BraTS-UNet

Brain Tumor Segmentation with U-Net on Multi-Modal MRI

Table of Contents

Problem Definition
Dataset Overview
Methodology
Results
Conclusions

Project Walkthrough

Problem Definition

Gliomas are challenging to diagnose and delineate due to their heterogeneous shape, size, and location. This project explores modern segmentation algorithms to tackle this problem using publicly-available MRI scans. These images have been annotated with specific tumor subregions by expert neuroradiologists, providing a reliable ground truth for model training and evaluation.

The table below outlines the high-level project scope:


Task	2D semantic segmentation; each slice will be processed independently while approximating 3D tumor structure
Input	Multi-channel MRI slices (T1, T1Gd, T2, T2-FLAIR)
Output	Multi-channel segmentation masks with the same spatial dimensions as input
Metrics	- Primary: Dice Coefficient (Dice Loss + BCE for optimization) - Secondary: Precision & Recall
Constraints	- Training runtime ≤ 12 hours (to ensure stability on free-tier Colab T4 GPU) - Dataset size is moderate; batch size & network depth must balance speed & memory - Avoid heavy augmentation
Success Criteria	- Competitive baseline Dice for a lightweight, reproducible model - Complete training within runtime limits - Predictions visually align with ground truth (no major over/under-segmentation) - Set up attention mechanisms and data augmentation for v2+

(back to top)

Data Overview

This project uses the BraTS 2020 training dataset, consisting of multi-modal brain MRI volumes with expert-annotated tumor subregions. Each patient volume contains co-registered MRI modalities along with pixel-wise segmentation masks.

Metadata

Inspection of the metadata and survival information reveals a slice-level class imbalance (tumor vs. non-tumor), variability in patient ages, and variability in survival outcomes.

Imaging Modalities

The imaging data is organized at the slice level for modeling convenience. In total, there are 57k+ 2D slices derived from 369 patients. Because slices from the same patient are highly correlated, train/validation splits must be performed at the patient level to prevent data leakage. Each slice maintains spatial alignment across modalities, enabling multi-channel input into segmentation networks.
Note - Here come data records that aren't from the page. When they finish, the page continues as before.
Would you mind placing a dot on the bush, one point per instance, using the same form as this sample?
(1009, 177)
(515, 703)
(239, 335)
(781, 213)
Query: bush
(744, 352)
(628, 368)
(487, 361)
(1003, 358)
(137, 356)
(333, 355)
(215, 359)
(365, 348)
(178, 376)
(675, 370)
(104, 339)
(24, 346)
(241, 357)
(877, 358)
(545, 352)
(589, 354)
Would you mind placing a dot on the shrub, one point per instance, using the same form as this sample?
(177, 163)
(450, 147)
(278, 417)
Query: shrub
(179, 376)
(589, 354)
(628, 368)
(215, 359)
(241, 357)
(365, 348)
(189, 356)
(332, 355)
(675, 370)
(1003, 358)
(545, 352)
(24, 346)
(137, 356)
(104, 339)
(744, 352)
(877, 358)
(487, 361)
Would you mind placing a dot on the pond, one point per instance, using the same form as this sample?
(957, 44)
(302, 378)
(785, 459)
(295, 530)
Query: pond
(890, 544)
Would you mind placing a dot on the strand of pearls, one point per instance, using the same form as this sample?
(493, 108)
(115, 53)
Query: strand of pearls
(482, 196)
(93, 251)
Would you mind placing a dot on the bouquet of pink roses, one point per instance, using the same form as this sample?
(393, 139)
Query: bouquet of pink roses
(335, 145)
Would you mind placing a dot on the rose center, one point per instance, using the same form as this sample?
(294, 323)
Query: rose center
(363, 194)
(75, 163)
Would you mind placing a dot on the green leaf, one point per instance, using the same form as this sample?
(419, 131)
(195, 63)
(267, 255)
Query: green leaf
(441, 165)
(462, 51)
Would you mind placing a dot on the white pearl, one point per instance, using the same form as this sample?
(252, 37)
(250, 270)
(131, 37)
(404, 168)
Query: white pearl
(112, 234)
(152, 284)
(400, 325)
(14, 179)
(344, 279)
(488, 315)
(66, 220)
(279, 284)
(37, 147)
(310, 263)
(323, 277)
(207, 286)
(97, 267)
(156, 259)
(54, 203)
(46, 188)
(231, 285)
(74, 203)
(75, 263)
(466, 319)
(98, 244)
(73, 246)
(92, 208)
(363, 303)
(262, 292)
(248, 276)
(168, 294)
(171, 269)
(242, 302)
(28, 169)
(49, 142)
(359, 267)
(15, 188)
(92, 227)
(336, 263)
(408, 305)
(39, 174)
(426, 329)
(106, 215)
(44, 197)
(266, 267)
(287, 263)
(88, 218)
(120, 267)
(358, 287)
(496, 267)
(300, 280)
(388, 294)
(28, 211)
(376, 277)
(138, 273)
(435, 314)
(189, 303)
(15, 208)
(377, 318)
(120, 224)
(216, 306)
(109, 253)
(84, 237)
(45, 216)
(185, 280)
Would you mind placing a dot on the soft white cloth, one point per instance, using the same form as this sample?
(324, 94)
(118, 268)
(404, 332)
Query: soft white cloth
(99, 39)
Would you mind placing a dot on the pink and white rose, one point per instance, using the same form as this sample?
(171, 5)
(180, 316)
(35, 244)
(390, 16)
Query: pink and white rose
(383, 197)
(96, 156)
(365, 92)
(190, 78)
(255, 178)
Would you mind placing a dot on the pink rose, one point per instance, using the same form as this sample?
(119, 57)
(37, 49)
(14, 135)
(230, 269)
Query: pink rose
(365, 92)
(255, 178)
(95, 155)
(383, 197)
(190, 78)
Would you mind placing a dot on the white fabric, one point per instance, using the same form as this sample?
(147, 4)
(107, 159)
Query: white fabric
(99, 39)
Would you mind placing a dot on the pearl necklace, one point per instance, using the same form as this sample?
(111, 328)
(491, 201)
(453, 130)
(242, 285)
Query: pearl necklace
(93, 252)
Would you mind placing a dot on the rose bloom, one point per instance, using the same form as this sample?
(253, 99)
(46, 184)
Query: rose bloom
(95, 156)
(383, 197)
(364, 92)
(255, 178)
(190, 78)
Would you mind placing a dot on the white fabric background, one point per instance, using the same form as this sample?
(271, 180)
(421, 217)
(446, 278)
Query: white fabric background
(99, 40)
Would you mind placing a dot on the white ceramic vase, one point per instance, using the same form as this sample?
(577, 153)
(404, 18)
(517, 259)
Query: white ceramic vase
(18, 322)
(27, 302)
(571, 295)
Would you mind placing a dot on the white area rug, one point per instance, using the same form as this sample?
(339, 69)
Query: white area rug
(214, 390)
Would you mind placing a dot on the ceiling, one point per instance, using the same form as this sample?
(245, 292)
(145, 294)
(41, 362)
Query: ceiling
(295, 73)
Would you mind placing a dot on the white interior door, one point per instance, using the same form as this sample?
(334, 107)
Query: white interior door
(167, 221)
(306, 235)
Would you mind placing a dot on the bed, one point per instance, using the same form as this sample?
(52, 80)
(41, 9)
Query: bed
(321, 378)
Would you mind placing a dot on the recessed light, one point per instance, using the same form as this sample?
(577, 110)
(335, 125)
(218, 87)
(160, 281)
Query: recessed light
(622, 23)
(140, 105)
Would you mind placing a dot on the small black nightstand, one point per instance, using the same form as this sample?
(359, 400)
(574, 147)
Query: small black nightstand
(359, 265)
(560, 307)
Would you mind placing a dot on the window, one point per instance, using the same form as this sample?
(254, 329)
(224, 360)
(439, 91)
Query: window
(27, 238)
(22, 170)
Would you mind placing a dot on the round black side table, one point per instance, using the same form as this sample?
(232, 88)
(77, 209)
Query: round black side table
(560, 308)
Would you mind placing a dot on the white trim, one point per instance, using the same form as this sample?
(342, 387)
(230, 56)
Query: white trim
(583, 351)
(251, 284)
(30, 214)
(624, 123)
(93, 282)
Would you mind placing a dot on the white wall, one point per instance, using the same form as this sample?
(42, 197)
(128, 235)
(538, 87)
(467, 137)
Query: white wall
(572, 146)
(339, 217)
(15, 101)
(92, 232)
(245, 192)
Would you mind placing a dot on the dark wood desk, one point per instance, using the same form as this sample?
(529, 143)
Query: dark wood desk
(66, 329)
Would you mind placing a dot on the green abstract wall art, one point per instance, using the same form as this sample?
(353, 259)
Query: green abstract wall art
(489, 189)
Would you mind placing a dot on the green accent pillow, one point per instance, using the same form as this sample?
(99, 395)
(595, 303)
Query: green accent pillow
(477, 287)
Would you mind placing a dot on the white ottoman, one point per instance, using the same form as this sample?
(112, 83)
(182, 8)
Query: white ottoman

The four MRI modalities capture complementary information:

T1: Baseline anatomical structure
T1Gd: Post-contrast scan highlighting enhancing tumor regions
T2: Emphasizes fluid-rich regions
T2-FLAIR: Suppresses CSF signal, isolating edema and infiltrative tumor signal that may blend with fluid in T2

The example below (Volume 238, Slice 67) demonstrates visual differences across modalities and confirms cross-channel alignment.

Spatial Perspectives

Although modeling is performed slice-wise in 2D, MRI volumes are inherently three-dimensional and can be viewed in multiple anatomical planes:

Axial plane: Horizontal cross-section (most common view)
Coronal plane: Divides anterior and posterior regions
Sagittal plane: Divides left and right hemispheres

Tumor Subregions

Segmentation masks are multi-channel tensors where each channel is a binary map to a tumor subregion:

Necrotic / Non-Enhancing Core (NET/NEC): Central tumor core (dead tissue)
Enhancing Tumor (ET): Actively enhancing tumor rim, typically outlining the core
Peritumoral Edema (ED): Surrounding edema extending beyond ET

Overlay visualizations confirm correct spatial alignment between MRI input and mask targets.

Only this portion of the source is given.